President of a Literary Agency (while funding the first three years as a model, bookstore clerk and night manager of a B&B). Wife. Mother. Naturalist for Mass Audubon. Triathlete. Runner. Obstacle Course Racer. ELL/Sped teacher. English teacher. Marathon/Ice Swimmer. Retired, although I plan to work part-time, write, volunteer and travel. Not sure which of those Me's will become a new title of sorts. I Accepted the Life-Long Challenge of Change.

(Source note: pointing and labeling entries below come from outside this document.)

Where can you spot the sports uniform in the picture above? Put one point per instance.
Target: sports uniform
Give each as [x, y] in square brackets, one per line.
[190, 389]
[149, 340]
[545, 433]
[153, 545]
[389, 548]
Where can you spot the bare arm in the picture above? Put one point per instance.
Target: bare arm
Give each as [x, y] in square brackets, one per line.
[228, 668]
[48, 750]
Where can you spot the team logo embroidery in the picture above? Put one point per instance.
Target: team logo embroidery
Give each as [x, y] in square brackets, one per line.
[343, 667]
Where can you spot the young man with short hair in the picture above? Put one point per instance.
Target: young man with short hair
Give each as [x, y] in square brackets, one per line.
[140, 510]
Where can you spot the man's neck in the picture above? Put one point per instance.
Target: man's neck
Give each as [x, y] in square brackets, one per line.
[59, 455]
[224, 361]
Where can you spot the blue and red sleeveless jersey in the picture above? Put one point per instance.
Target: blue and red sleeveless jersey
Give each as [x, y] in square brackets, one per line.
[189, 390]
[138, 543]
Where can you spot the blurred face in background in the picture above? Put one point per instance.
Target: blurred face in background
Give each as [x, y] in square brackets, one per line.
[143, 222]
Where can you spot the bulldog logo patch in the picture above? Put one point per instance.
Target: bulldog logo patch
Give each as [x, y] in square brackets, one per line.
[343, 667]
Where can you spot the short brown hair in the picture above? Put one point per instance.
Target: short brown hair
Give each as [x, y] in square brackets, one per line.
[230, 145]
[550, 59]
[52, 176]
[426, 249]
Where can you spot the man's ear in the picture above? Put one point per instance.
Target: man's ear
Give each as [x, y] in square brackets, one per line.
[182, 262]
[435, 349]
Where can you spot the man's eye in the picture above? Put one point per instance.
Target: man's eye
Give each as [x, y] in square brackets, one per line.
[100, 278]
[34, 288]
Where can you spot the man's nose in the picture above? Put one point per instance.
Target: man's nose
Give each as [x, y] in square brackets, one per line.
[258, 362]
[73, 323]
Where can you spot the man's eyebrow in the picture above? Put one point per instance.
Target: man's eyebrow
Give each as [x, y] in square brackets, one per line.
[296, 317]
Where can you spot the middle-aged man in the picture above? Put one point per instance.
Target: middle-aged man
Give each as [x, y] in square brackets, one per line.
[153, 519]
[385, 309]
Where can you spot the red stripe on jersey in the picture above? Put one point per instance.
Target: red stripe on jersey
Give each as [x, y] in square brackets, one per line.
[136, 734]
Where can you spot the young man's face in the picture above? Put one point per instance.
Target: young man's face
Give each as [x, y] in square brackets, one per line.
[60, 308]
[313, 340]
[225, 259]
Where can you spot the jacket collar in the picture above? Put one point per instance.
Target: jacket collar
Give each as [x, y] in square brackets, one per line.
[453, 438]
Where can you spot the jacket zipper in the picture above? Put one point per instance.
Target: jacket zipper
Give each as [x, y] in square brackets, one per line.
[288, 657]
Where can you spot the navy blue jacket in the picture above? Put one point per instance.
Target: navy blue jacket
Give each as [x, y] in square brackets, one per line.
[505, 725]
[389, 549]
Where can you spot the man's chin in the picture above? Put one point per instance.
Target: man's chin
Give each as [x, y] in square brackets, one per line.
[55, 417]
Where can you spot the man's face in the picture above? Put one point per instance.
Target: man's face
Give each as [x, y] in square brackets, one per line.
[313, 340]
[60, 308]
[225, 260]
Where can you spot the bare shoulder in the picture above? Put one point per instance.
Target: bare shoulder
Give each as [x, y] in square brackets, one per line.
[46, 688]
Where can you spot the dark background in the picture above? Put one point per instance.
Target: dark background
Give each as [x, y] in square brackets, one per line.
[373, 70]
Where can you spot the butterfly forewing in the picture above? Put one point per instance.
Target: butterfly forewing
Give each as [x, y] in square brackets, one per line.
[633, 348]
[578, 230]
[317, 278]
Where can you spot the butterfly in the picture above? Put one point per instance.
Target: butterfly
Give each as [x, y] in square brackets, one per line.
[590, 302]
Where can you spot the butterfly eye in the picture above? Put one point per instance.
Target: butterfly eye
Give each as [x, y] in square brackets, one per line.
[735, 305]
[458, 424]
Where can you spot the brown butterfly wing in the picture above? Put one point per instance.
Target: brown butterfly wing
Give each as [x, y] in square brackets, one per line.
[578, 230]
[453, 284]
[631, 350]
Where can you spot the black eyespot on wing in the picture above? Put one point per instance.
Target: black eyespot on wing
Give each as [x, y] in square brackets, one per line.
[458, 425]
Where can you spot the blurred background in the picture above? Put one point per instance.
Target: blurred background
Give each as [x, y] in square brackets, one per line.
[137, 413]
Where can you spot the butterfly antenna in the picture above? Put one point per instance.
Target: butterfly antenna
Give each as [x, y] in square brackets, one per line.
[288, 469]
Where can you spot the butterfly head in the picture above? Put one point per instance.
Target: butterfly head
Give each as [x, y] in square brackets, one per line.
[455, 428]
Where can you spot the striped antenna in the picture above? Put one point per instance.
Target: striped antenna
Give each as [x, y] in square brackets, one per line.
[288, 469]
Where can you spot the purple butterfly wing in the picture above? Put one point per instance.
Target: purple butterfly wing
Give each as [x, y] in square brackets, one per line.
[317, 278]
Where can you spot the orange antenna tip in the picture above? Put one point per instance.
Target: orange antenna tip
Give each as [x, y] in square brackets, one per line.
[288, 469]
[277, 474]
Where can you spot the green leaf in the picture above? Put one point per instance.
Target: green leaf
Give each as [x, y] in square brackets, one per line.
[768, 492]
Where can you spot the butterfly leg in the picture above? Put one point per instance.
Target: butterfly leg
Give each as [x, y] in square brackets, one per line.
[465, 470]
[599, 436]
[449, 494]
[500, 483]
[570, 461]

         I can now just Be. The woman who observers. The woman who is a team player. The woman who loves to be in nature alone and to share it with other at times. The woman who loves her kids. The woman who wants to keep learning. The woman who wants to keep challenging the story she tells herself and to make it full of a grit with grace that flows and sings. That is how I want to face my current and future transitions, knowing that nothing is permanent except change and our choices in each moment. Observe, Hold, Release. That is all we can ever really Do. And that is the way of Being I chose now.